According to Dr. Koichi Takahashi, who presented research findings at the 60th Annual Meeting for the American Society of Hematology (ASH), the platform was able to “precisely identify cancer subclones throughout treatment and disease progression,” bringing medical researchers “closer to delivering on the promise of precision medicine.”

The platform has also been evaluated by the University of California, the University of Pennsylvania, and Stanford University, in studies of therapy resistance and MRD. “Cancer will kill 10 million people this year alone. We can beat cancer with more effective, dynamic therapies, but we first need to precisely understand its biology, starting with the varying genetic composition of each and every cancerous cell,” explained Charlie Silver, CEO of Mission Bio, in the press release. “MRD is a major cause of cancer relapse; overlooking even one cell could put a life at risk.
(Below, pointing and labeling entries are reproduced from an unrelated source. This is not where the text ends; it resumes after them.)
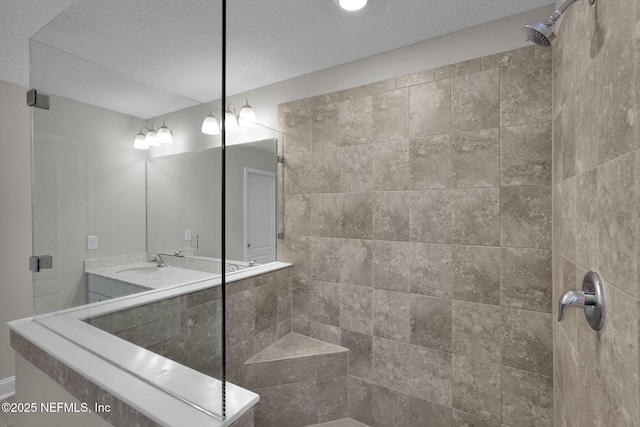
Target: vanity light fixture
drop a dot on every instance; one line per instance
(164, 135)
(247, 116)
(210, 125)
(140, 143)
(352, 5)
(230, 119)
(152, 137)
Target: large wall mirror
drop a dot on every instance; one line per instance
(183, 195)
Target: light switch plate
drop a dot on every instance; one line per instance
(92, 242)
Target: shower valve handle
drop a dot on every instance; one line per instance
(591, 299)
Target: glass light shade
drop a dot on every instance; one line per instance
(352, 5)
(247, 116)
(230, 121)
(164, 135)
(140, 143)
(152, 138)
(210, 125)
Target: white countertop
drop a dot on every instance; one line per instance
(164, 277)
(158, 387)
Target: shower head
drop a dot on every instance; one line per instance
(541, 33)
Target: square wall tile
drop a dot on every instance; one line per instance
(525, 216)
(475, 159)
(430, 375)
(391, 211)
(430, 109)
(527, 340)
(391, 165)
(356, 121)
(360, 354)
(619, 195)
(476, 388)
(430, 216)
(391, 265)
(476, 331)
(475, 101)
(527, 398)
(356, 308)
(391, 115)
(360, 400)
(416, 78)
(431, 322)
(317, 301)
(326, 215)
(476, 216)
(325, 259)
(297, 215)
(357, 215)
(391, 315)
(297, 127)
(525, 96)
(432, 270)
(525, 154)
(459, 69)
(332, 398)
(357, 262)
(325, 171)
(297, 176)
(462, 419)
(476, 276)
(356, 169)
(325, 126)
(525, 280)
(393, 408)
(430, 162)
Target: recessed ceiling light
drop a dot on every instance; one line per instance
(352, 5)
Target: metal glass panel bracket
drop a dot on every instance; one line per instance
(38, 262)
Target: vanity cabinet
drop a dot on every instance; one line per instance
(103, 288)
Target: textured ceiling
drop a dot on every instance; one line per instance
(149, 57)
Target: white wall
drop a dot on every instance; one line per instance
(15, 216)
(88, 181)
(183, 193)
(33, 385)
(486, 39)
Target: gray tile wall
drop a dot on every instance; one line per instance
(596, 222)
(417, 214)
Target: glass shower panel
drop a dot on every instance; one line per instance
(123, 283)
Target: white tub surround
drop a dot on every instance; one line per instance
(157, 388)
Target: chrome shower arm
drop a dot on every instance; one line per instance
(561, 9)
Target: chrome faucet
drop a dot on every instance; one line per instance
(591, 298)
(576, 299)
(158, 260)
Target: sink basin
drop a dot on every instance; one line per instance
(140, 270)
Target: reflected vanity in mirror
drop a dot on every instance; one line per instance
(184, 216)
(183, 198)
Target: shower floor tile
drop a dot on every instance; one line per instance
(344, 422)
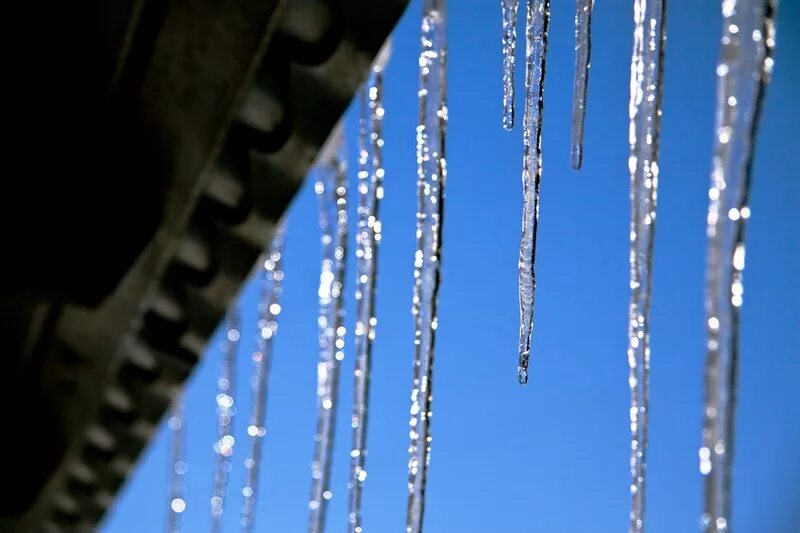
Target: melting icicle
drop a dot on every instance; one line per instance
(748, 37)
(331, 189)
(225, 412)
(368, 238)
(431, 181)
(509, 8)
(536, 24)
(178, 468)
(583, 51)
(268, 310)
(645, 119)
With the Tapestri Platform, we can track every cell, every mutation, to better guide treatments and save patient lives.”

Cell therapy impact

The platform can also identify the co-occurrence of cellular mutations across different cell populations, according to the press release, which would allow it to improve cell therapy by validating or analyzing the results of gene editing experiments that use CRISPR. This capability would offer some quality control for a crucial avenue of medical research and reveal the efficiency and accuracy of gene editing to improve the safety and efficacy of treatments.

“Tapestri’s…quality control capabilities are strengthening our CRISPR R&D programs,” said Darlene Solomon, senior vice president and chief technology officer of Agilent Technologies, quoted in the press release, who noted that the platform “has the potential to improve patient outcomes in the fight against cancer-and that’s the most meaningful benchmark of all.”